Sobre o Tribunal Popular da Economia Azul
O Tribunal Popular da Economia do Mar teve início, ainda na sua fase de pesquisa e preparação, no ano de 2017, com organizações de pescadores e pescadoras artesanais filiadas à WFFP (World Forum of Fisher Peoples). No ano de 2020 aconteceu a Audiência do primeiro Tribunal, que foi realizada com comunidades tradicionais pesqueiras, pesquisadores/as e diversas ONGs regionais do Oceano Índico, envolvendo cinco países: Indonésia, Tailândia, Bangladesh, Sri Lanka e Índia.
No Brasil, o pontapé inicial para o Tribunal do Mar foi dado em novembro de 2021, durante a realização do Grito da Pesca Artesanal.
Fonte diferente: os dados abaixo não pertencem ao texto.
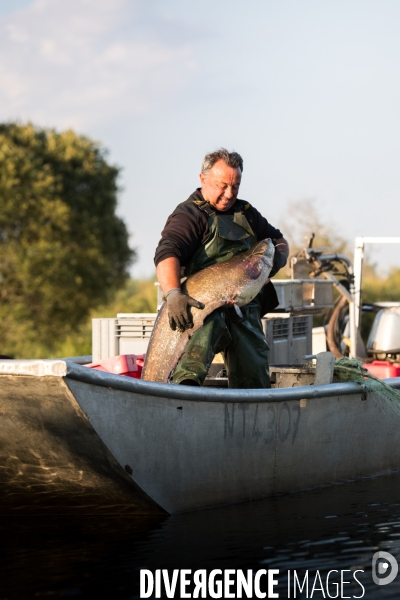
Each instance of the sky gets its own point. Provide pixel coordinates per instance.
(308, 91)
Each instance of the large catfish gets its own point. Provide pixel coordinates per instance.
(234, 281)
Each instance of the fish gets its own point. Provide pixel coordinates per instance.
(236, 281)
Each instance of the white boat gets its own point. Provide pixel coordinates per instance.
(75, 438)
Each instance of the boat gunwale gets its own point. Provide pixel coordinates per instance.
(206, 394)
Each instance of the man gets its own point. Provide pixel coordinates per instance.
(212, 226)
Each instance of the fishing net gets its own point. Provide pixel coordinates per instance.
(351, 370)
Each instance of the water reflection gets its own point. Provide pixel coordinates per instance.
(338, 528)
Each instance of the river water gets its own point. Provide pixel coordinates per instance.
(336, 528)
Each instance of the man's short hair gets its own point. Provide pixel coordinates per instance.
(232, 159)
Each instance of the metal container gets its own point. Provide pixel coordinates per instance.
(303, 295)
(289, 338)
(384, 337)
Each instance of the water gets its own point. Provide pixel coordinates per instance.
(340, 527)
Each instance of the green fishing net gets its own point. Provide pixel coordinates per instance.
(352, 370)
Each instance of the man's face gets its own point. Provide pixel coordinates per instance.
(220, 186)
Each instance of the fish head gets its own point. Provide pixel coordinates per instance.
(260, 258)
(256, 264)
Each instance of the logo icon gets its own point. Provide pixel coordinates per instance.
(385, 564)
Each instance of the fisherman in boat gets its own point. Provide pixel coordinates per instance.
(211, 226)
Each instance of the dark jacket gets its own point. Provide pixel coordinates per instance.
(187, 228)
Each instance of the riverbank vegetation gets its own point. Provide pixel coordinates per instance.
(65, 254)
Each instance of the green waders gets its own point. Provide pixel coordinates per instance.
(241, 341)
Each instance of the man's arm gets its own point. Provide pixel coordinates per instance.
(169, 274)
(179, 313)
(281, 255)
(282, 245)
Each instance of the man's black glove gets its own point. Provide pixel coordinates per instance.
(280, 260)
(179, 313)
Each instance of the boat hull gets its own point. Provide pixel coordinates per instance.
(51, 458)
(102, 437)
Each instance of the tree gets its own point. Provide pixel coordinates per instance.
(63, 250)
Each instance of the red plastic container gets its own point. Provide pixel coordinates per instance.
(130, 365)
(383, 369)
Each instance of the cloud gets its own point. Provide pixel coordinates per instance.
(75, 63)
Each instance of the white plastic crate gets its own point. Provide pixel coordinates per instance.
(128, 333)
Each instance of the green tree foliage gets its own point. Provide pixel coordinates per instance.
(63, 250)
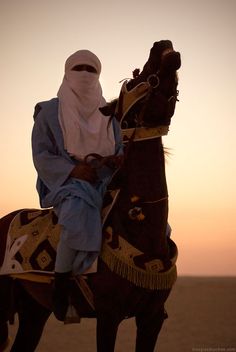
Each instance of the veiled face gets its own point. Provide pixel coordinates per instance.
(84, 67)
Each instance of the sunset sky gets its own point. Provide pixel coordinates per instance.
(36, 38)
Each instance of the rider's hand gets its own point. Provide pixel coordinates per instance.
(84, 171)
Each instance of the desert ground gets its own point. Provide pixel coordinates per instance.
(202, 318)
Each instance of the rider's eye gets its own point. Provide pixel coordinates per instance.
(87, 68)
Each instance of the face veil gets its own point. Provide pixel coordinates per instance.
(85, 130)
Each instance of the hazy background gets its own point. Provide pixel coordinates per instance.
(37, 37)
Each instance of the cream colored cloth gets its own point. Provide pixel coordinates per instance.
(85, 129)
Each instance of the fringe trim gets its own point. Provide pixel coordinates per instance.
(149, 280)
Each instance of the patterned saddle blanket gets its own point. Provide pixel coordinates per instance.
(31, 249)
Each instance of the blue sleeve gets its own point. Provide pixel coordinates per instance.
(52, 162)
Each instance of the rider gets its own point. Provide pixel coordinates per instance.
(66, 130)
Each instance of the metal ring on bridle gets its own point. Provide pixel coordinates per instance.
(151, 80)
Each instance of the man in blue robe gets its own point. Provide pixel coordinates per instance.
(66, 130)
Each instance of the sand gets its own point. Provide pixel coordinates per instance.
(202, 318)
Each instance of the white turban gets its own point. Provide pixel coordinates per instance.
(85, 129)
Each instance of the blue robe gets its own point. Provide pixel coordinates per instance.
(77, 203)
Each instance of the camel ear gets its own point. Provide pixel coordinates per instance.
(109, 109)
(171, 61)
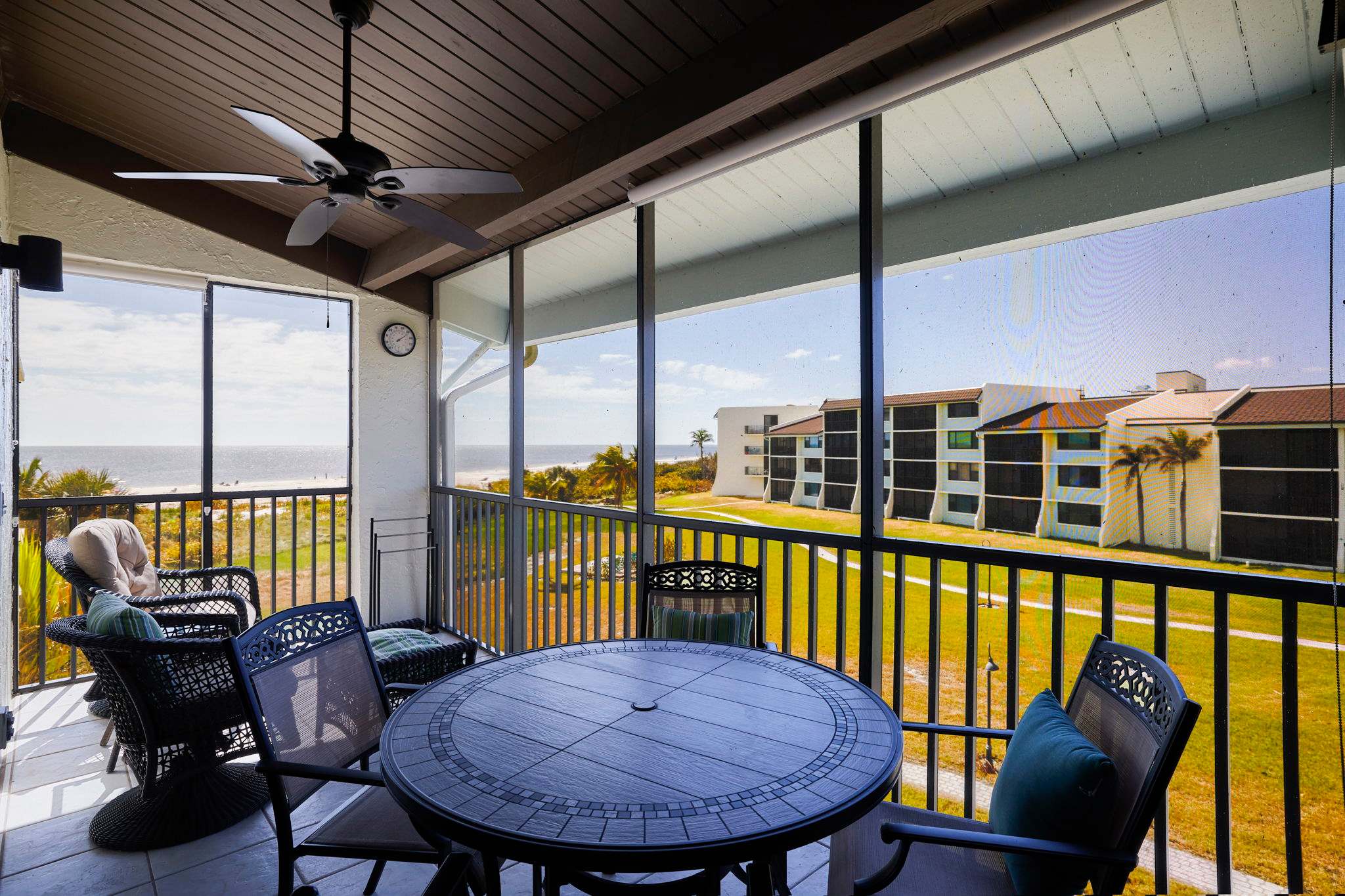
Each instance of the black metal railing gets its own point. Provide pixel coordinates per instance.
(296, 540)
(1033, 612)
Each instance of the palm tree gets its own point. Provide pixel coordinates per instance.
(33, 480)
(615, 468)
(698, 440)
(1134, 459)
(1179, 449)
(563, 480)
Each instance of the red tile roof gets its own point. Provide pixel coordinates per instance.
(807, 426)
(910, 398)
(1285, 406)
(1084, 414)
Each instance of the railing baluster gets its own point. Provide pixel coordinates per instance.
(813, 602)
(626, 571)
(569, 578)
(843, 580)
(1057, 636)
(1161, 817)
(584, 576)
(1289, 725)
(1109, 609)
(787, 597)
(546, 578)
(1223, 812)
(42, 603)
(313, 547)
(273, 521)
(933, 699)
(969, 747)
(1013, 584)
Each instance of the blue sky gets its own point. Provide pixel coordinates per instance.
(116, 363)
(1235, 295)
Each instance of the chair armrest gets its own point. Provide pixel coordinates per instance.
(894, 830)
(236, 578)
(963, 731)
(320, 773)
(210, 601)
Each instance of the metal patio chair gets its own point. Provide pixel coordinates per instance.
(704, 586)
(318, 706)
(179, 721)
(1126, 702)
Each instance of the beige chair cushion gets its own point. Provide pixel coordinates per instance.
(112, 554)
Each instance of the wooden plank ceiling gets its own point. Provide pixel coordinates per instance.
(477, 83)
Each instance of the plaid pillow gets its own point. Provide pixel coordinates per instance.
(110, 614)
(720, 628)
(390, 644)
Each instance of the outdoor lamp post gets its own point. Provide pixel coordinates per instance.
(990, 668)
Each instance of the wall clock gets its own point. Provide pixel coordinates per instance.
(399, 339)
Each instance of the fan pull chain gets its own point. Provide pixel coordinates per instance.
(1331, 378)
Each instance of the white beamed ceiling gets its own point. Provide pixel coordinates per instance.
(1169, 69)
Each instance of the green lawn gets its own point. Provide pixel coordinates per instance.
(1254, 664)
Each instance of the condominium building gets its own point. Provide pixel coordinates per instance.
(741, 446)
(1044, 461)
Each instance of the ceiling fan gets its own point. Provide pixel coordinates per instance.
(351, 169)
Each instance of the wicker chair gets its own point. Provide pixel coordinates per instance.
(179, 721)
(213, 590)
(705, 586)
(318, 706)
(1128, 702)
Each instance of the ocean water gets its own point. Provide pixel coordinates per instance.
(167, 468)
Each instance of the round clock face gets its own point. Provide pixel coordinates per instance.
(399, 340)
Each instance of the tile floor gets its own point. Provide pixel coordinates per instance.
(53, 779)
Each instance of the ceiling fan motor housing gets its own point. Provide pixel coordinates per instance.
(351, 12)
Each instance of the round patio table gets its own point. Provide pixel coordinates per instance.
(640, 756)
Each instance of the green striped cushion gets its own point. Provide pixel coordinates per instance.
(109, 614)
(720, 628)
(389, 644)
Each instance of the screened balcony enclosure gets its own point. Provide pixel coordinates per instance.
(1013, 332)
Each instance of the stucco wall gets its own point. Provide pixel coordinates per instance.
(390, 464)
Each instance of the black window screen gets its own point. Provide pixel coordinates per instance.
(914, 445)
(845, 472)
(843, 421)
(1015, 480)
(1079, 513)
(915, 475)
(916, 417)
(1279, 492)
(1313, 449)
(838, 498)
(841, 445)
(1083, 477)
(914, 505)
(1012, 515)
(1277, 540)
(1013, 446)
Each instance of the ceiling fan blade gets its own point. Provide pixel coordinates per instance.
(211, 175)
(431, 221)
(317, 218)
(310, 152)
(447, 181)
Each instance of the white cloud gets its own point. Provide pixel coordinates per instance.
(725, 378)
(1241, 363)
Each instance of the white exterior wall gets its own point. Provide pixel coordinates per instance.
(390, 395)
(731, 441)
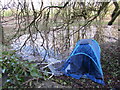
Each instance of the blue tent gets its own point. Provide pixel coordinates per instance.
(84, 61)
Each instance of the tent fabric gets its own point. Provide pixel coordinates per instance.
(84, 61)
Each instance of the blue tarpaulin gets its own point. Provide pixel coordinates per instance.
(85, 61)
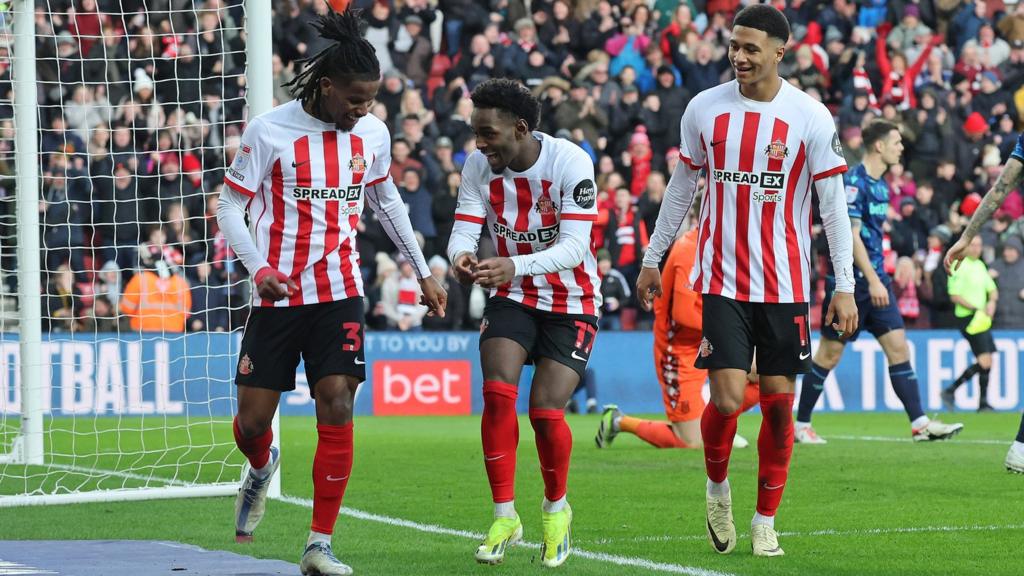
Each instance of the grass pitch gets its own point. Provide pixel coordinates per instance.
(870, 501)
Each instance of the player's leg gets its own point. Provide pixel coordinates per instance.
(726, 351)
(783, 346)
(266, 368)
(904, 383)
(509, 332)
(563, 346)
(1015, 457)
(335, 366)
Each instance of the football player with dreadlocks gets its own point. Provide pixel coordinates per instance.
(302, 173)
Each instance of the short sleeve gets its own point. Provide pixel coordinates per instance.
(1018, 152)
(691, 150)
(471, 206)
(824, 150)
(578, 188)
(252, 160)
(380, 170)
(854, 196)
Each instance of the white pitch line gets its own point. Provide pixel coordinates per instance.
(829, 532)
(903, 440)
(435, 529)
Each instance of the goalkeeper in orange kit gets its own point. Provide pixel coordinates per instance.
(677, 342)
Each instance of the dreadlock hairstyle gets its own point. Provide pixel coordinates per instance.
(509, 96)
(349, 56)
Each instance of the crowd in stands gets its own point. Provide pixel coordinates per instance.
(142, 106)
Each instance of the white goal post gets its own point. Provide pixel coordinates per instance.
(113, 438)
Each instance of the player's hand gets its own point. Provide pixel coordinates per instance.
(955, 254)
(273, 285)
(434, 296)
(880, 294)
(465, 268)
(844, 311)
(648, 286)
(495, 272)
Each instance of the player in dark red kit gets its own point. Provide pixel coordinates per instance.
(765, 145)
(302, 172)
(537, 197)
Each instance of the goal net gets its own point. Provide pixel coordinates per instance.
(139, 111)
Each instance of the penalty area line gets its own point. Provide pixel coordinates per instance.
(435, 529)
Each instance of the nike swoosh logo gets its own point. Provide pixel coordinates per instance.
(719, 545)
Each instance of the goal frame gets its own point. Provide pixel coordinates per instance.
(28, 447)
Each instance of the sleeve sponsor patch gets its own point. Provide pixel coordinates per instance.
(242, 158)
(851, 194)
(585, 194)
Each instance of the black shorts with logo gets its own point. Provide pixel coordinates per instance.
(734, 330)
(566, 338)
(329, 337)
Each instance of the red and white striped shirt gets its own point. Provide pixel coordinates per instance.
(306, 181)
(762, 160)
(523, 211)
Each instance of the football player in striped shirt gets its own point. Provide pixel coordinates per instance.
(302, 174)
(536, 196)
(765, 145)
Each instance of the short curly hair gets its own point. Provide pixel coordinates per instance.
(766, 18)
(509, 96)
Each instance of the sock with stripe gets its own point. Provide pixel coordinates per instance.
(983, 374)
(658, 435)
(500, 433)
(752, 397)
(332, 466)
(554, 446)
(967, 375)
(718, 429)
(905, 385)
(810, 392)
(256, 449)
(774, 450)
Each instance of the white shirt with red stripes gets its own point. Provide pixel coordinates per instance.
(530, 212)
(762, 159)
(306, 181)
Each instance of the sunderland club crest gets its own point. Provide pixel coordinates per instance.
(545, 206)
(776, 150)
(357, 164)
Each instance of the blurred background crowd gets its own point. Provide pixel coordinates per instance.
(142, 106)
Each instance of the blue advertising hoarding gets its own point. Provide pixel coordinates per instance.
(439, 373)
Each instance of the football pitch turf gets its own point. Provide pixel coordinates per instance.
(870, 501)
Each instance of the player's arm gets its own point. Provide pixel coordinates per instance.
(250, 165)
(1009, 179)
(470, 214)
(676, 203)
(878, 290)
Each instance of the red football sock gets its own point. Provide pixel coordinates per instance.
(752, 396)
(774, 449)
(500, 430)
(256, 449)
(332, 465)
(554, 445)
(718, 429)
(658, 435)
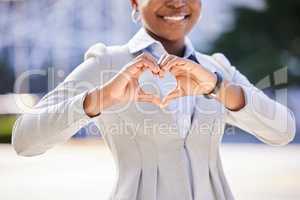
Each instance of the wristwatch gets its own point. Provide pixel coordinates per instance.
(213, 93)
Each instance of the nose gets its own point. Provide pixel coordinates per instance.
(176, 3)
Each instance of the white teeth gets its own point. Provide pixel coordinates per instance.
(175, 18)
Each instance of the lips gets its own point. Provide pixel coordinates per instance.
(174, 17)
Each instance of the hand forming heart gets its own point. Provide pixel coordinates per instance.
(192, 79)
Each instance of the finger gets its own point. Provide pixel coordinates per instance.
(165, 59)
(147, 97)
(172, 95)
(140, 65)
(150, 58)
(168, 63)
(162, 58)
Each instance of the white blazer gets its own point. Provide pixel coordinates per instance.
(149, 156)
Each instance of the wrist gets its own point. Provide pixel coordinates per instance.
(96, 101)
(215, 87)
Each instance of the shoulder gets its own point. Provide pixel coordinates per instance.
(220, 62)
(108, 54)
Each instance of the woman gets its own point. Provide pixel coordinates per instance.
(165, 145)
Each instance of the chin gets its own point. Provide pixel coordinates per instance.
(173, 36)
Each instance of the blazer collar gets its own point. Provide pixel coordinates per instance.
(142, 40)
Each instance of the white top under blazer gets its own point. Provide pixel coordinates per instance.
(154, 161)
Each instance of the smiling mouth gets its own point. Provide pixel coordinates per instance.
(175, 18)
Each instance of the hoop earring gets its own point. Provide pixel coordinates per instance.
(135, 16)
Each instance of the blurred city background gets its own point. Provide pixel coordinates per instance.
(47, 38)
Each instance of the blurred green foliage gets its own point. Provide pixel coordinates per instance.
(263, 41)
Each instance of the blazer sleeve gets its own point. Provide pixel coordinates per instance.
(59, 114)
(268, 120)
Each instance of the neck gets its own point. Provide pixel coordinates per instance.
(174, 47)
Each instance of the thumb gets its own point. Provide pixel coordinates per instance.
(172, 95)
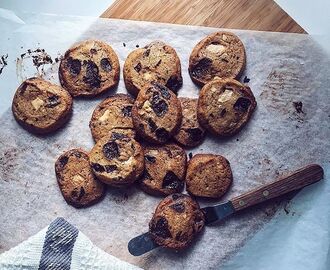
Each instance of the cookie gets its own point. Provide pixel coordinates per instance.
(190, 133)
(40, 106)
(208, 176)
(113, 112)
(89, 68)
(225, 106)
(117, 159)
(176, 221)
(156, 62)
(221, 54)
(156, 113)
(77, 183)
(165, 169)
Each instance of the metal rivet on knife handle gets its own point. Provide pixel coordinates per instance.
(296, 180)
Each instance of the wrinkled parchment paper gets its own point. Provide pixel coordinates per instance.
(282, 68)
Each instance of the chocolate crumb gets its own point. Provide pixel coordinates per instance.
(246, 79)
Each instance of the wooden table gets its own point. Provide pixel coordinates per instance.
(264, 15)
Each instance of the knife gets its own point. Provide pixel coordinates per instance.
(296, 180)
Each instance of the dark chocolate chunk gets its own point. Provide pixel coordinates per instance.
(223, 112)
(98, 167)
(174, 82)
(171, 181)
(63, 161)
(178, 207)
(106, 64)
(182, 237)
(152, 125)
(74, 66)
(246, 79)
(162, 134)
(127, 111)
(151, 159)
(146, 53)
(159, 105)
(92, 76)
(110, 150)
(195, 134)
(53, 101)
(202, 67)
(138, 67)
(110, 168)
(242, 104)
(160, 228)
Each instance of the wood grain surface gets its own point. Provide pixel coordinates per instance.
(264, 15)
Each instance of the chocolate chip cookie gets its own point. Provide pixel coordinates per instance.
(220, 54)
(225, 106)
(77, 183)
(156, 113)
(113, 112)
(190, 133)
(165, 169)
(176, 221)
(117, 159)
(208, 176)
(89, 68)
(156, 62)
(40, 106)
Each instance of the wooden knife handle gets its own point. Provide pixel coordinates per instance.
(297, 180)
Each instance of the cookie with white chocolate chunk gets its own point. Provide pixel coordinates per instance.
(113, 112)
(76, 180)
(221, 54)
(117, 159)
(225, 106)
(156, 62)
(40, 106)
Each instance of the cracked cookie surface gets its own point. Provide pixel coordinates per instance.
(208, 176)
(176, 221)
(165, 169)
(225, 106)
(76, 180)
(89, 68)
(156, 113)
(40, 106)
(156, 62)
(221, 54)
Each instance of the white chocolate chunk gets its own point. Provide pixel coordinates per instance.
(216, 48)
(37, 103)
(226, 95)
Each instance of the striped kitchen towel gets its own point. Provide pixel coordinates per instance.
(60, 246)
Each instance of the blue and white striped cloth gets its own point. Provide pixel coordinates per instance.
(60, 246)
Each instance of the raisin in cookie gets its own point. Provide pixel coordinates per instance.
(220, 54)
(156, 62)
(40, 106)
(225, 106)
(113, 112)
(176, 221)
(156, 113)
(117, 159)
(208, 176)
(77, 183)
(165, 169)
(89, 68)
(190, 133)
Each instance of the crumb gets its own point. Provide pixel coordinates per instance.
(298, 106)
(246, 79)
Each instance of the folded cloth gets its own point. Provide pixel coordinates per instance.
(60, 246)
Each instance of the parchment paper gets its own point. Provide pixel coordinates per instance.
(283, 69)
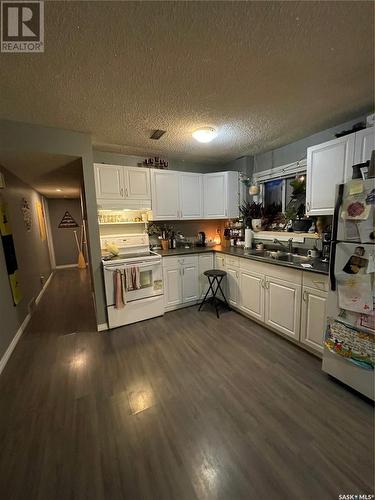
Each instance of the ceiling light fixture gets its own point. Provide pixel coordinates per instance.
(205, 134)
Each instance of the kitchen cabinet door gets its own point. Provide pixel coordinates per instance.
(233, 276)
(215, 196)
(165, 199)
(191, 195)
(205, 263)
(190, 285)
(172, 277)
(313, 318)
(251, 298)
(364, 144)
(283, 306)
(109, 181)
(328, 164)
(137, 183)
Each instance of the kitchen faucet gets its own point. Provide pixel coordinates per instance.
(289, 247)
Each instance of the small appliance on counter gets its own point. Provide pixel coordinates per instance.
(201, 239)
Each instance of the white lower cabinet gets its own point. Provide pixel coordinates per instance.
(180, 275)
(190, 288)
(252, 294)
(233, 288)
(283, 306)
(172, 285)
(313, 318)
(289, 301)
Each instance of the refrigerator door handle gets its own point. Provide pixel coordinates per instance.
(332, 261)
(335, 223)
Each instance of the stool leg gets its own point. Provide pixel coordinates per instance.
(208, 291)
(222, 293)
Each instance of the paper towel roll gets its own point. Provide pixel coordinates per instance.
(248, 238)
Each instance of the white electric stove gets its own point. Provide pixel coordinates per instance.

O começo do ano de 2022 foi de intensa preparação e discussões. A partir de agosto de 2022, começaram a acontecer as audiências regionais, 3 no total. A primeira audiência regional foi na região Sul-Sudeste, depois na região Norte e em outubro, aconteceu a última audiência na região Nordeste. Em todo o processo, mais de 200 pessoas foram envolvidas, entre pescadores, pesquisadores e ativistas.